• Science Update
When women treated for depression become symptom-free, their children are less likely to be diagnosed with depression, according to a study published in the March 22/29 issue of the Journal of the American Medical Association. The study showed that children of mothers who achieved remission of symptoms had an 11 percent drop in diagnosis of depression. There was an 8 percent increase in diagnosis of depression among children whose mothers did not become symptom-free. The study alerts health professionals and patients of the need to vigorously treat depressed mothers and to evaluate their children for symptoms.
The study, STAR*D-Child, examined 151 mother-child pairs, including children 7-to-17 years old, in 19 clinical settings across the country. STAR*D-Child is an ongoing part of a larger clinical trial called Sequenced Treatment Alternatives to Relieve Depression (STAR*D), also funded by NIMH. The trial was conducted in real-world healthcare settings to determine how to successfully treat depression in adults who didn't become symptom-free after their first treatment or in whom the first treatment caused side effects.
Other studies have produced strong evidence that children of depressed parents are two to three times more likely than others to have major depression or other anxiety or disruptive disorders. Genes play a major role in depression that starts young, but environmental factors — the presence of a parent with depression, for example — may influence whether or not a child develops symptoms. This study included a mix of children who were depressed and children who were not depressed at the outset of the trial.
In children who were depressed when the study began, 33 percent of those whose mothers went into remission over the three-month period went into remission themselves. Their symptoms improved only after their mothers' symptoms improved by at least 50 percent. Only 12 percent of children with depression at the outset of the study achieved remission when their mothers did not become symptom free.
Of the children who entered the study free of depression, none whose mothers went into remission were diagnosed with depression during the three months. In contrast, 17 percent of those whose mothers did not go into remission were diagnosed with depression at the three-month mark.

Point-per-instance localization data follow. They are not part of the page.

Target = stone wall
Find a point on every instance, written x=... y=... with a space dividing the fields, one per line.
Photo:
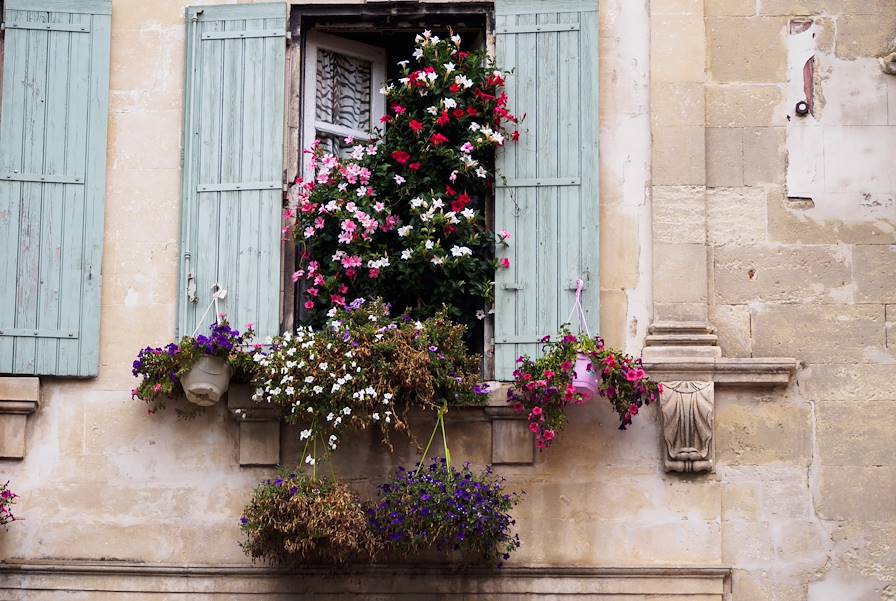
x=787 y=257
x=695 y=98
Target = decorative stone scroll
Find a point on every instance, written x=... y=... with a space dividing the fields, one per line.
x=688 y=437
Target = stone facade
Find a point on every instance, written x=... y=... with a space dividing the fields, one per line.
x=700 y=224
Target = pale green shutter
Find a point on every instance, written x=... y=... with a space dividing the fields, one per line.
x=549 y=200
x=233 y=164
x=52 y=182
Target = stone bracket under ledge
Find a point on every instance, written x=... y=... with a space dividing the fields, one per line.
x=19 y=398
x=686 y=359
x=259 y=436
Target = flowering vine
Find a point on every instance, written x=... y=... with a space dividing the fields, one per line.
x=401 y=217
x=544 y=387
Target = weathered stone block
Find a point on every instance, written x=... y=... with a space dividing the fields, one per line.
x=679 y=155
x=732 y=323
x=741 y=105
x=677 y=103
x=680 y=273
x=819 y=333
x=724 y=157
x=874 y=270
x=748 y=433
x=804 y=274
x=848 y=382
x=855 y=433
x=798 y=221
x=747 y=49
x=662 y=7
x=674 y=42
x=736 y=216
x=679 y=214
x=857 y=493
x=730 y=8
x=764 y=157
x=812 y=7
x=867 y=35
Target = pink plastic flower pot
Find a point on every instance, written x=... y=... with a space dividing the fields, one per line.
x=584 y=381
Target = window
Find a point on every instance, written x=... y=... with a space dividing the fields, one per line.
x=234 y=162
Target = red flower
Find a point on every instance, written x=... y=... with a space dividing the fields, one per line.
x=401 y=156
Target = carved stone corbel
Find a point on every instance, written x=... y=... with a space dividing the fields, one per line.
x=687 y=410
x=19 y=398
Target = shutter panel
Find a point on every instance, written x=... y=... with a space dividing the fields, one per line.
x=549 y=199
x=233 y=164
x=52 y=184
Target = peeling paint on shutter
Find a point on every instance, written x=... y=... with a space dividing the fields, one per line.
x=549 y=200
x=52 y=182
x=233 y=164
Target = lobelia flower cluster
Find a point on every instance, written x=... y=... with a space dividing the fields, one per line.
x=365 y=369
x=442 y=508
x=543 y=387
x=7 y=500
x=160 y=368
x=401 y=217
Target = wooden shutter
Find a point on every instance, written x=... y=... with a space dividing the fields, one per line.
x=549 y=199
x=52 y=183
x=233 y=164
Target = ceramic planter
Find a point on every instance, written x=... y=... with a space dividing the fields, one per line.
x=584 y=380
x=207 y=381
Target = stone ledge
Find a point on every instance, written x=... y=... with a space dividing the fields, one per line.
x=750 y=371
x=360 y=582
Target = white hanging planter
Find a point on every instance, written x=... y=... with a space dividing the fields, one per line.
x=207 y=382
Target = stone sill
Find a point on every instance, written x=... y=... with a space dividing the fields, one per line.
x=383 y=581
x=750 y=371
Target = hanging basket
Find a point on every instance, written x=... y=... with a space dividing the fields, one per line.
x=585 y=379
x=207 y=381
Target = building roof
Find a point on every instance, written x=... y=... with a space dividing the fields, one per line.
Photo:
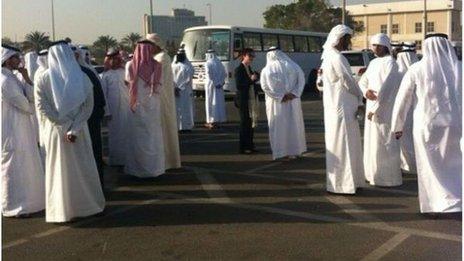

All of the mothers began by taking the antidepressant citalopram, a selective serotonin reuptake inhibitor. Those for whom citalopram was not successful were switched to other drugs randomly assigned.
Researchers who evaluated the children after three months of the study did not know which treatments the mothers had been taking. Thirty-three percent of the mothers went into remission before the three-month assessment, and, of these, 92 percent had been taking citalopram; two had been switched to extended release venlafaxine-XR, and one to a combination of citalopram and bupropion.
The researchers will continue to follow the children for a year after their mothers go into remission during the study, or for two years if their mothers do not go into remission.
Weissman MM; Pilowsky DJ; Wickramaratne PJ; Talati A; Wisniewski SR; Fava M; Hughes CW; Garber J; Malloy E; King CA; Cerda G; Sood AB; Alpert JE; Trivedi MH; Rush JA; for the STAR*D-Child Team. Remissions in Maternal Depression and Child Psychopathology: A STAR*D-Child Report . JAMA. 2006;295:1389-1398.